Le président Chissano a déclaré ce 19 février être en faveur d’une résolution de la crise irakienne par le dialogue.
Il déclare que "les horreurs des 16 années de guerre au Mozambique...a appris aux Mozambicains la valeur de la paix et de l’harmonie".

S’adressant aux reporters à l’aéroport de Maputo avant son départ pour Paris, en vue du sommet franco-africain, Chissano a dit que "le gouvernement mozambicain favorise le dialogue pour résoudre les conflits, et le conflit sur la supposée détention par l’Irak d’armes de destruction massive ne fait pas exception."
Il fit remarquer que l’Afrique est en passe de subir un contrecoup économique sévère suite à une guerre contre l’Irak : "Avec la guerre, l’augmentation du prix du pétrole, les pays aussi pauvres que nous souffriront encore plus". Une solution pacifique est donc nécessaire, conclut-il, pour le monde ne plonge pas dans un tumulte plus grand.

Le Mozambique aura donc adopté une attitude proche de la France. Par ailleurs, le Mouvement des pays Non Alignés (MNA), dont fait partie le Mozambique, s’est lui aussi montré très critique envers la politique anglo-américaine, tout en exigeant de l’Irak qu’il procède aux désarmements requis par l’ONU et coopère sans réserve avec les inspecteurs.

Pour le Mouvement des pays Non Alignés, le Conseil de Sécurité doit rester maitre du jeu, l’ONU étant la seule autorité légitime pour l’adoption de mesures contraignantes dans le but de préserver la paix ou de pallier à des menaces de conflit.
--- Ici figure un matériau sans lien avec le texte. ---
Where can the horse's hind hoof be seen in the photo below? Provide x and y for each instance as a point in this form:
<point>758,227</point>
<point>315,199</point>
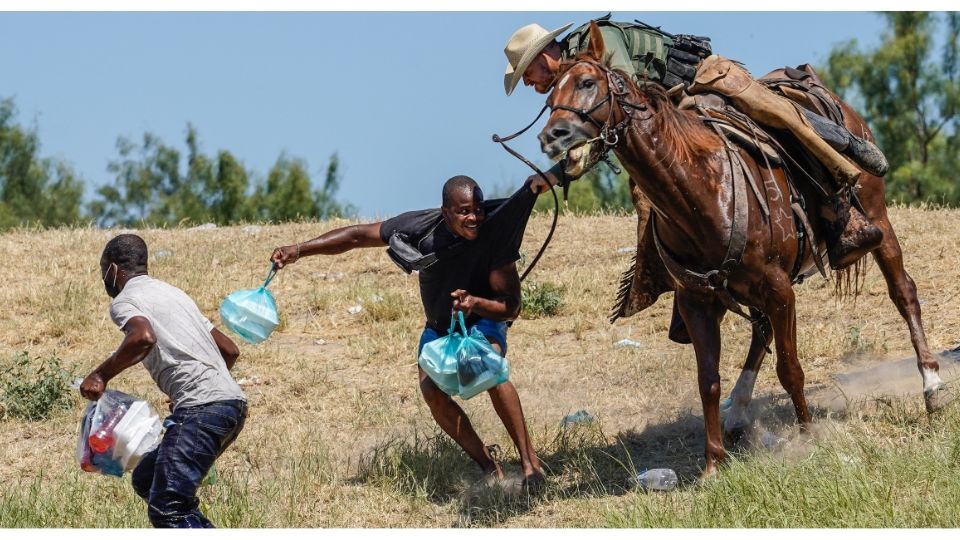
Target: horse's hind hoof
<point>939,397</point>
<point>736,435</point>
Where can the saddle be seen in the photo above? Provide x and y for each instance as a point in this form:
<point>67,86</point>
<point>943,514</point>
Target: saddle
<point>647,278</point>
<point>803,86</point>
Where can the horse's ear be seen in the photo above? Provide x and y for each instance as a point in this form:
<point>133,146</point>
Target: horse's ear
<point>596,47</point>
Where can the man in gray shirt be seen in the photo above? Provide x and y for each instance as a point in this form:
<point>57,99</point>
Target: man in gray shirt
<point>190,361</point>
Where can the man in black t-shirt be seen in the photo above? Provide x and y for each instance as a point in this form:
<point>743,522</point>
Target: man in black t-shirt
<point>466,253</point>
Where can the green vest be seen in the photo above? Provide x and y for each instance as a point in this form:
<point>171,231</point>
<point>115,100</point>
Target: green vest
<point>639,51</point>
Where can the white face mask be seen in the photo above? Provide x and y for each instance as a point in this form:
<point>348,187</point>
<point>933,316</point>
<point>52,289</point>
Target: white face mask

Ainsi les délégations du MNA aux NU se rangent du côté des partisans de la poursuite des inspections en arguant des conséquences d’une guerre sur la crédibilité du conseil de sécurité, les économies des pays en voie de développement, le processus de paix au Moyen-Orient et la lutte contre le terrorisme. Pour ces délégations, le Conseil de Sécurité n’a pas pleinement exploité les mécanismes d’inspections prévues dans la résolution 1441 et, accompagnant la France dans cette requête, ils appellent à un régime d’inspection plus contraignant pour l’Irak.